STAT 207: Eigenvalues and Eigenvectors¶

Zhe Fei (zhe.fei@ucr.edu)¶

  • NAS Chapter 8

Finding the eigenvalues and eigenvectors of a symmetric matrix is one of the basic tasks of computational statistics.

  • Application 1: PCA a random $m$-vector $X$ with covariance matrix $\Omega$, $$ \Omega = UDU^T, $$ where $D = \text{diag}(\lambda_1,\lambda_2,..,\lambda_m)$ and $U$ is the orthogonal matrix of eigenvectors.



  • Application 2: If $\Omega$ is the covariance matrix of a normally distributed random vector $X$ with mean $E(X) = \mu$, then the quadratic form and the determinant $$(x - \mu)\Omega^{-1}(x - \mu) = [U^t(x - \mu)]^tD^{-1}U^t(x - \mu) $$ $$ \det(\Omega) = \prod_{i} \lambda_i$$ appearing in the density of $X$.

Jacobi’s Method¶

  • ideas for proving convergence of iterative methods in general

  • easy to implement with parallel computing

Basic idea:

  • repeatedly applying a sequence of similarity transformations to the matrix until its off-diagonal elements are sufficiently small to be considered zero.

  • the diagonal elements of the matrix represent its eigenvalues,

  • the rows (or columns) of the transformed matrix correspond to its eigenvectors.

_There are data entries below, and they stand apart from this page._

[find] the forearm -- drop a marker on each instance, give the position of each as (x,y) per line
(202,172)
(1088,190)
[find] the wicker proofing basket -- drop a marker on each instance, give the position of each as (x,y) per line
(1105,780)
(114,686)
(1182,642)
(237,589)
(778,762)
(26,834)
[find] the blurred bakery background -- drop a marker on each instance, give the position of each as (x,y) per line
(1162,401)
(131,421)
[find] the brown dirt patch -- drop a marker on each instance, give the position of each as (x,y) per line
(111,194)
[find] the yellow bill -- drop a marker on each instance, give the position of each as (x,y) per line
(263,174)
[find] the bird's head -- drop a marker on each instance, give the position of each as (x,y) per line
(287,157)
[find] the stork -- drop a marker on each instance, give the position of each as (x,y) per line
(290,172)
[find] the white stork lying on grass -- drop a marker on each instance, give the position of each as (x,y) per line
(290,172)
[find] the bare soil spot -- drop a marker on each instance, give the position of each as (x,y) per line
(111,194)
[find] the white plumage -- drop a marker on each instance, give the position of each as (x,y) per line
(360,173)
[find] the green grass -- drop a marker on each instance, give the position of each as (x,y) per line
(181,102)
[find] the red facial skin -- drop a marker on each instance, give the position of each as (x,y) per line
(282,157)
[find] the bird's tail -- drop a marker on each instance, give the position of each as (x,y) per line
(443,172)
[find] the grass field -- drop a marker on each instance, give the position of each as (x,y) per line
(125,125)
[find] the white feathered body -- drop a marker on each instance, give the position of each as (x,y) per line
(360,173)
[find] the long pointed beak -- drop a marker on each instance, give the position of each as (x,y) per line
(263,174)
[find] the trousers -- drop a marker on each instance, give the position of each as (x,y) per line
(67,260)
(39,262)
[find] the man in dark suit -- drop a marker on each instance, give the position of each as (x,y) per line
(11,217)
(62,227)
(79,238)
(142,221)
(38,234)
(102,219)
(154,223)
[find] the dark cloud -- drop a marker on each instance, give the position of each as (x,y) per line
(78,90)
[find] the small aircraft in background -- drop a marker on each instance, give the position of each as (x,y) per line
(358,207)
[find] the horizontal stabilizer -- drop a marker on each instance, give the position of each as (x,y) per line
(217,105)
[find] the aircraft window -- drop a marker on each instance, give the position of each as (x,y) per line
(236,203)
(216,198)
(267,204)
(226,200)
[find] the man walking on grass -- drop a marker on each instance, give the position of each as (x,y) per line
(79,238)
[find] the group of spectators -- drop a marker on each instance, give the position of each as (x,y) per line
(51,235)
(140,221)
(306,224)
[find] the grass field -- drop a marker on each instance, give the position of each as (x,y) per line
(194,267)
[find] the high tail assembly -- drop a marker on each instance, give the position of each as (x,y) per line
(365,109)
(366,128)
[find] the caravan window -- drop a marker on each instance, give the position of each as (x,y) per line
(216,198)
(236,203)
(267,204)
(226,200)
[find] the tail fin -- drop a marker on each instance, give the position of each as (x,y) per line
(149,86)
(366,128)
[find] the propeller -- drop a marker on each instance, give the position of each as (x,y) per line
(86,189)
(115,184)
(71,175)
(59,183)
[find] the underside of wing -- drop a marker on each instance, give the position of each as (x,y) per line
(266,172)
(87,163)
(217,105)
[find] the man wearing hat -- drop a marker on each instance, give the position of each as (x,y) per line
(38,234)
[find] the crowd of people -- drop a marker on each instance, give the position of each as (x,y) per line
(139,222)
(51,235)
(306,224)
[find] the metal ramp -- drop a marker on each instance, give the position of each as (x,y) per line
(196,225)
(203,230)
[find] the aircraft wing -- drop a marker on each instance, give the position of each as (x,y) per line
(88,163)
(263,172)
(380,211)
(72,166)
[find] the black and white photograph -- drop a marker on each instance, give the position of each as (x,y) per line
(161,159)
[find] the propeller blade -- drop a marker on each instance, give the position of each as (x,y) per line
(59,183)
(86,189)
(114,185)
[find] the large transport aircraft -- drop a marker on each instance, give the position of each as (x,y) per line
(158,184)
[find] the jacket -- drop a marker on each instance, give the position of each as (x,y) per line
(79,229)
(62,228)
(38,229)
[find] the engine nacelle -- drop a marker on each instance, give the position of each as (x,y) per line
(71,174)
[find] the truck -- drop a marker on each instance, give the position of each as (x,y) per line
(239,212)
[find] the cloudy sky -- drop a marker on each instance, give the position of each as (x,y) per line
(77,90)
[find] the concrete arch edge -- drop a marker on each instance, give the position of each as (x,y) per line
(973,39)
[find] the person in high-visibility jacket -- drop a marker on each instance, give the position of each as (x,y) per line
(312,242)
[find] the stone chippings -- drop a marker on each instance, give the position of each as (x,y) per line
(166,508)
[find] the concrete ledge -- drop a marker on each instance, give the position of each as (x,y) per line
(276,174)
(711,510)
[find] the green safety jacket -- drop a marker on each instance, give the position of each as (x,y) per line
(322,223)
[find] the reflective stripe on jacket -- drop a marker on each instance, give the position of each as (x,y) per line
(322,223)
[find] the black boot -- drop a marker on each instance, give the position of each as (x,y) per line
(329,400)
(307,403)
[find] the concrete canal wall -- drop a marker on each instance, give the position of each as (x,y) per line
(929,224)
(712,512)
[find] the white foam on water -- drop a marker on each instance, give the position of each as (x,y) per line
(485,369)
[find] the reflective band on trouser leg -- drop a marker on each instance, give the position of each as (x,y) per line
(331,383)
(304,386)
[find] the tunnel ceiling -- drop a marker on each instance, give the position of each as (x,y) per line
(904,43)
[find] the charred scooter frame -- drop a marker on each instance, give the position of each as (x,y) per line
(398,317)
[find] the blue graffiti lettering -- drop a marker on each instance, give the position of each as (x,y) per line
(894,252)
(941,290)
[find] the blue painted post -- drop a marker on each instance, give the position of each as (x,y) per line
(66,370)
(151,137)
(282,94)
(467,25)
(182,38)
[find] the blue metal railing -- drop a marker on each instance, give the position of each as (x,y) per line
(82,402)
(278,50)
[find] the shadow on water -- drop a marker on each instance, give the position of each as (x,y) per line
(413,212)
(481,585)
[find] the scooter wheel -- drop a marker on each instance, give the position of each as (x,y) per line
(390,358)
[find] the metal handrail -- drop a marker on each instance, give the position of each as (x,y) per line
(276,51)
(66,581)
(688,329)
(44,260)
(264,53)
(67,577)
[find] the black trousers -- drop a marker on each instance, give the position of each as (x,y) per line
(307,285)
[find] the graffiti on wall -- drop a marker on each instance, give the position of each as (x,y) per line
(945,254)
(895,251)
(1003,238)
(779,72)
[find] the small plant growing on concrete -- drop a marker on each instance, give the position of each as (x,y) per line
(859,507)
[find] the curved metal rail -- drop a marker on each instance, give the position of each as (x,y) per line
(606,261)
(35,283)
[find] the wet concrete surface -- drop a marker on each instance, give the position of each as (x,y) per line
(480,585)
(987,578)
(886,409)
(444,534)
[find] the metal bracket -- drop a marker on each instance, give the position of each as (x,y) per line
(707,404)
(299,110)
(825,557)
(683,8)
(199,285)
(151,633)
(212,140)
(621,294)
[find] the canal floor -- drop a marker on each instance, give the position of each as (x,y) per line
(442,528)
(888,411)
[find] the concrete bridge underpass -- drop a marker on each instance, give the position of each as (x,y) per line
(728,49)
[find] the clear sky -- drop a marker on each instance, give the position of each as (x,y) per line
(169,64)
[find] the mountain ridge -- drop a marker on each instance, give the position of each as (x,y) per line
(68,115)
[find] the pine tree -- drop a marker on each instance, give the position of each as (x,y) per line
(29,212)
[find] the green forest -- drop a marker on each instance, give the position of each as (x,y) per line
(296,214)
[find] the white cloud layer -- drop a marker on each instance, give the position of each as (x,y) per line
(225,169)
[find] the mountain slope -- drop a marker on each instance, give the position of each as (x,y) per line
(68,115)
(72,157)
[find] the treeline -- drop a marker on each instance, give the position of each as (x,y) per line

Apply the rotation $$ R = \begin{pmatrix} \cos \theta & -\sin \theta \\ \sin \theta & \cos \theta \\ \end{pmatrix} $$ to any row $k$ and column $\ell$ of the $m \times m$ symmetrix matrix $A = (a_{ij})$. WLOG, we take $k=1, \ell=2$ and $$ U = \begin{pmatrix} R & 0 \\ 0^T & I_{m-2} \\ \end{pmatrix}, $$ then the upper-left block of $B = U^TAU$ becomes: $$ \begin{aligned} b_{11} &= a_{11} \cos^2\theta - 2a_{12}\cos\theta\sin\theta + a_{22}\sin^2\theta \\ b_{12} &= (a_{11} - a_{22})\cos\theta\sin\theta + a_{12}(\cos^2\theta - \sin^2\theta) \\ b_{22} &= a_{11}\sin^2\theta + 2a_{12}\cos\theta\sin\theta + a_{22}\cos^2\theta. \end{aligned} $$ Further, $$ b_{12} = \frac{a_{11}-a_{22}}{2} \sin(2\theta) + a_{12}\cos(2\theta). $$ To force $b_{12} = 0$, $$ \left\{ \begin{array}{ll} \tan(2\theta) = \frac{2a_{12}}{a_{22}-a_{11}} & \text{if } a_{22}-a_{11} \ne 0 \\ \theta = \pi/4 & \text{if } a_{22}-a_{11} = 0 \end{array} \right. $$ And $$ \begin{aligned} b_{11} = a_{11} - a_{12}\tan(\theta), b_{22} = a_{22} + a_{12}\tan(\theta). \end{aligned} $$ Because $\|B\|_F^2 = \|A\|_F^2$, $$ b_{11}^2 + b_{22}^2 = a_{11}^2 + a_{22}^2 + 2a_{12}^2, $$ which implies the off-diagonal part $$ \text{off}(B) = \text{off}(A) - 2a_{12}^2. $$ Finally, $$ \Omega_n = U_n^T...U_1^T\Omega U_1...U_n. $$

Classical Jacobi: search for the largest $|a_{ij}|$ at each iteration. What is the rate of convergence?






Parallel Jacobi:

  • Distribute rows of $A$ to multiple processors.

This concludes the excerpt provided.